In this page, you can find references to the code and the data I have used in most of my publications.
This is a new toolkit for Entity Resolution (ER) that applies uniformly to both structured (i.e., relational database, CSV files) and semi-structured (RDF & XML files) data. It can be used in three different ways:
- As an open-source library (in Java) for expert users that combines state-of-the-art methods for blocking and matching into an end-to-end Entity Resolution workflow (Github repository).
- As a user-friendly desktop application with a wizard-like interface that allows even lay users to build complex ER workflows with out-of-the-box solutions, i.e., without the need to fine-tune any configuration parameters (Github repository).
- As a workbench for comparing the performance of various ER workflows over a series of established benchmark datasets.

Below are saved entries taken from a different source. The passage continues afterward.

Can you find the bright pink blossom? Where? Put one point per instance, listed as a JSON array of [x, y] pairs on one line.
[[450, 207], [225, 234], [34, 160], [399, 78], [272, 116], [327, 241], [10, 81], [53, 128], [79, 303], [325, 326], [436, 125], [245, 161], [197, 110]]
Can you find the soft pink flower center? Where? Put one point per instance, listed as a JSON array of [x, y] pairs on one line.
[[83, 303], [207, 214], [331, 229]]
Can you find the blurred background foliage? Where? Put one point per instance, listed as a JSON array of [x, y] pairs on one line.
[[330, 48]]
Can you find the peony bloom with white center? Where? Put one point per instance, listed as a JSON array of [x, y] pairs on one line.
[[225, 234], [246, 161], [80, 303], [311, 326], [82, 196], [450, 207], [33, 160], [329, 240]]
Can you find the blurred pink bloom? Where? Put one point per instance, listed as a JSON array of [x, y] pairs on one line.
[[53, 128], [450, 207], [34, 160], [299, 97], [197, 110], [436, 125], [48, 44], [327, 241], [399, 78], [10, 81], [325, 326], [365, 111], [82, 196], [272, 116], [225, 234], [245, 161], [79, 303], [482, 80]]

This framework comprises the code in Java that I have used in my research on Information Integration. I have implemented algorithms for (blocking-based) Entity Resolution both from my own papers and from the literature. Most methods apply uniformly to both structured data (e.g., databases) and semi-structured data, i.e., entity profiles extracted from the Web Data. This is ensured by modeling every entity as a set of uniquely identified name-value pairs. Apart from the code, the framework also contains established datasets for testing all methods.
This framework comprises practically all methods that I have used in my research on Web Usage Mining.The code in Java actually implements the three layers of revisitation prediction that are described in the survey paper “Methods for web revisitation prediction: survey and experimentation“. All methods cover both client-side and server-side revisitation prediction. The framework also contains guidelines for downloading 4 real-world datasets, 2 for each type of revisitation prediction.
This framework comprises the code in Java that I have used in my research on Text Mining. In essence, it implements the bag and the graph representation models that can be used for topic classification. They are analytically described in the paper “Graph vs. bag representation models for the topic classification of web documents“. In the near future, I will enrich the framework with some of the datasets I have used in my experiments.